The startup says it has accumulated more than 5 million users in the past year and increased revenue by 266 percent in the last quarter. There are more than 2 million weekly active users on the app, and growing, making it one of the fastest-growing fitness apps in the App Store and second to the top in the free apps, next only to the Google Arts & Culture app that blew up over the weekend.
It works like this: users sign up and then hook up their smartphone’s health and fitness data and GPS location to the app. The app then tracks how many steps you take in a day and rewards you a monetary “sweat” value according to your movements. For every 1,000 steps recorded, the app will pay out .95 in “sweatcoins.” Users can later trade these coins in for fitness gear, workout classes, gift cards and a number of other offerings.
The app says you can only earn these coins by walking outside so it theoretically doesn’t count if you are walking on a treadmill at the gym, though the app on my phone seems to count steps inside my apartment, as well. That’s at least something.

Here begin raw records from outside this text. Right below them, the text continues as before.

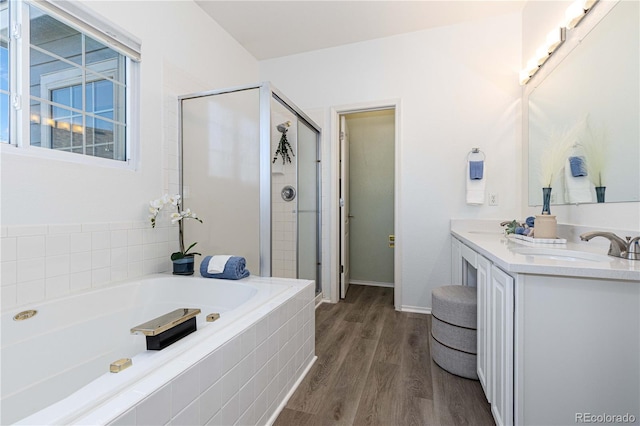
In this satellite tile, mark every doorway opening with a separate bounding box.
[338,106,399,309]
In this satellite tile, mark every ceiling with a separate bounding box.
[196,0,525,60]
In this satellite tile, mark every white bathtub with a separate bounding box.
[1,275,315,425]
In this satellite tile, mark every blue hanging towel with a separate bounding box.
[569,157,587,177]
[469,161,484,180]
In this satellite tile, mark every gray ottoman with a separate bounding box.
[431,285,478,380]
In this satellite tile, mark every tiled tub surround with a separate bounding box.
[2,274,315,425]
[0,218,178,310]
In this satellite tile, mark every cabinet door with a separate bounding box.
[490,266,513,426]
[477,256,492,402]
[451,237,462,285]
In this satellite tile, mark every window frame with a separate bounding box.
[0,0,140,170]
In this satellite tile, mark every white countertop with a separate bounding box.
[451,222,640,284]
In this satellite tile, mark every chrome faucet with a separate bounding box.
[580,231,640,260]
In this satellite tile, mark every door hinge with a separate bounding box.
[11,94,22,111]
[11,22,22,39]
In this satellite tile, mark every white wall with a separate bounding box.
[0,1,258,308]
[260,14,521,310]
[521,1,640,231]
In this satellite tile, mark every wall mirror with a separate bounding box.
[528,1,640,206]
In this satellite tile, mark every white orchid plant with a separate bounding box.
[149,194,202,260]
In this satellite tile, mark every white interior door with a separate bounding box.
[340,116,350,298]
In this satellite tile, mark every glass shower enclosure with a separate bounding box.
[178,82,321,293]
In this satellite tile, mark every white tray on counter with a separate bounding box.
[509,234,567,244]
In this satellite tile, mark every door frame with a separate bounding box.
[330,99,403,311]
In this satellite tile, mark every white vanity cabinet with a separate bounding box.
[490,262,514,426]
[477,256,493,402]
[451,237,462,285]
[452,233,640,426]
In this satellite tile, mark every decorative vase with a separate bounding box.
[173,256,194,275]
[542,186,551,214]
[533,214,558,239]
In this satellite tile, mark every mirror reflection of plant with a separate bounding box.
[271,125,295,164]
[540,121,583,188]
[149,194,202,260]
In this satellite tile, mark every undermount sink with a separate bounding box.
[513,247,612,262]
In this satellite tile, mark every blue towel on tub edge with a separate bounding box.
[200,256,251,280]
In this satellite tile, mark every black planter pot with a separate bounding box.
[173,256,194,275]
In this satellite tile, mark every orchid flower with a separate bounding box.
[149,194,202,260]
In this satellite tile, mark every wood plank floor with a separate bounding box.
[275,285,494,426]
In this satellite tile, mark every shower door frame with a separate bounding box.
[178,81,322,293]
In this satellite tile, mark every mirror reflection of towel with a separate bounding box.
[467,161,486,205]
[564,157,593,204]
[569,156,587,177]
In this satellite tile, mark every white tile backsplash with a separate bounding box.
[16,257,45,284]
[17,235,45,259]
[46,234,71,256]
[0,237,18,262]
[0,221,178,310]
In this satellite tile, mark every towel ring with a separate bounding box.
[467,148,485,161]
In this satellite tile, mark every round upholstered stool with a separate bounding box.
[431,285,478,380]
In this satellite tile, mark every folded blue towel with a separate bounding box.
[469,161,484,180]
[569,157,587,177]
[200,256,251,280]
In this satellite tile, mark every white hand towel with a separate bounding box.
[207,254,231,274]
[564,158,594,204]
[466,160,487,205]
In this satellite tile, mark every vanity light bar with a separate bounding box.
[520,27,566,85]
[564,0,598,29]
[520,0,598,86]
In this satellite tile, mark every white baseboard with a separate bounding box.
[349,280,393,288]
[400,305,431,315]
[267,355,318,426]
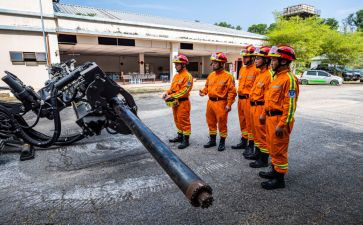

Note: I’m in my third trimester of pregnancy so I’m not exactly going the distance (just walking up the stairs feels like I’m trying to climb Mount Everest some days). That makes it a bit hard to earn my coins — I’ve only earned .33 in sweatcoins today, for instance, so don’t feel badly if you aren’t hitting that 10,000 step stride.
Another reason you may hit a wall of motivation in the app is that the free version limits you in how many coins you can earn a day to just five. However, you can earn more if you’re willing to fork over some of those sweatcoins per month to get you in the upper tiers and make some real sweaty moolah toward that coveted Fitbit or whatever fitness gear you’ve got your eye on.
The startup has now raised its own coin to the tune of $5.7 million in seed from Goodwater Capital, which led the round, Greylock, which participated through its Discovery Fund, Rubylight, Seedcamp and SmartHub, as well as a number of angels, including Justin Kan and Rain Lohmus.
Sweatcoin founders say they plan to use the funding to expand outside of the U.S. and U.K. markets to other English-speaking countries, then on to continental Europe and Asia.
Co-founder Anton Derlyatka also told TechCrunch he’d like to “even include the ability to pay taxes with sweatcoin” in the future. Other co-founder Oleg Fomenko also mentioned plans to develop an “open-source blockchain DLT technology that will allow Sweatcoin to be traded like any other major crypto- or fiat currency.”
“We are out to fundamentally change the value ascribed to health and fitness and provide the motivation for people to lead better lives,” Fomenko said.
Those interested in checking out the app can download it on either iOS or on Google Play and start earning their sweat equity today.